- Born: 22 March 2003 (age 23) Saitama Prefecture

Gymnastics career
- Discipline: Rhythmic gymnastics
- Country represented: Japan; (2021-present);
- Club: Tokyo Women's College of Physical Education / Fujishima Rhythmic Gymnastics Club
- Head coaches: Keiko Onoda, Yukari Murata
- Medal record
Group rhythmic gymnastics
Representing Japan
World Championships
| Bronze medal – third place | 2021 Kitakyushu | 5 Balls |
| Bronze medal – third place | 2021 Kitakyushu | 3 Hoops + 4 Clubs |
Asian Championships
| Silver medal – second place | 2022 Pattaya | Group All-around |
| Silver medal – second place | 2022 Pattaya | 3 Ribbons + 2 Balls |
| Bronze medal – third place | 2022 Pattaya | Team |
| Bronze medal – third place | 2022 Pattaya | 5 Hoops |

= Rina Imaoka =

Japanese rhythmic gymnast

Rina Imaoka (今岡里奈, Imaoka Rina) is a Japanese group rhythmic gymnast. She represents Japan internationally as a member of the national group.

== Biography ==
Imaoka took up the sport at age six after seeing a friend play with a ribbon. Her idol is Evgenia Kanaeva.

In 2021 she was selected for the World Championships in Kitakyushu along with Rinako Inaki, Rie Matsubara, Sayuri Sugimoto, Ayuka Suzuki. There, the group won bronze in both event finals.

In June 2022 she competed at the World Cup in Pesaro, where the gorup was 5th in the all-around, 9th with 5 hoops and 7th with 3 ribbons & 2 balls. At the Asian Championships in Pattaya, she won two silver medals, in the all-around and with 3 ribbon & 2 balls, and two bronze medals, in teams and with 5 hoops.

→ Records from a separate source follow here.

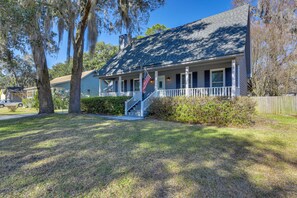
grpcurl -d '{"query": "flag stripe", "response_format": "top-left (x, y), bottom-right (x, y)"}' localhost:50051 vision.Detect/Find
top-left (142, 70), bottom-right (151, 92)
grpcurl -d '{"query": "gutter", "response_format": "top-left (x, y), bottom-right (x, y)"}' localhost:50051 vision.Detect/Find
top-left (97, 53), bottom-right (244, 78)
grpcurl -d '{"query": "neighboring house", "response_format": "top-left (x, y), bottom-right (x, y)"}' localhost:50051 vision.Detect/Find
top-left (24, 87), bottom-right (38, 99)
top-left (0, 89), bottom-right (5, 100)
top-left (1, 87), bottom-right (24, 102)
top-left (98, 5), bottom-right (251, 117)
top-left (24, 70), bottom-right (103, 98)
top-left (50, 70), bottom-right (100, 97)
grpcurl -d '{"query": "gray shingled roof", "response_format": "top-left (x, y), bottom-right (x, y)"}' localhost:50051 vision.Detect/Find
top-left (100, 5), bottom-right (249, 76)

A foot injury meant she was unable to participate in the hoop event at the 2023 Asian Championships in Manila. In August she was selected, along with teammates Rinako Inaki, Chihana Nakamura, Megumi Nishimoto, Ayuka Suzuki and Hisano Taguchi, for the World Championships in Valencia. They were 13th in the all-around and with 5 hoops and 6th with 3 ribbons & 2 balls.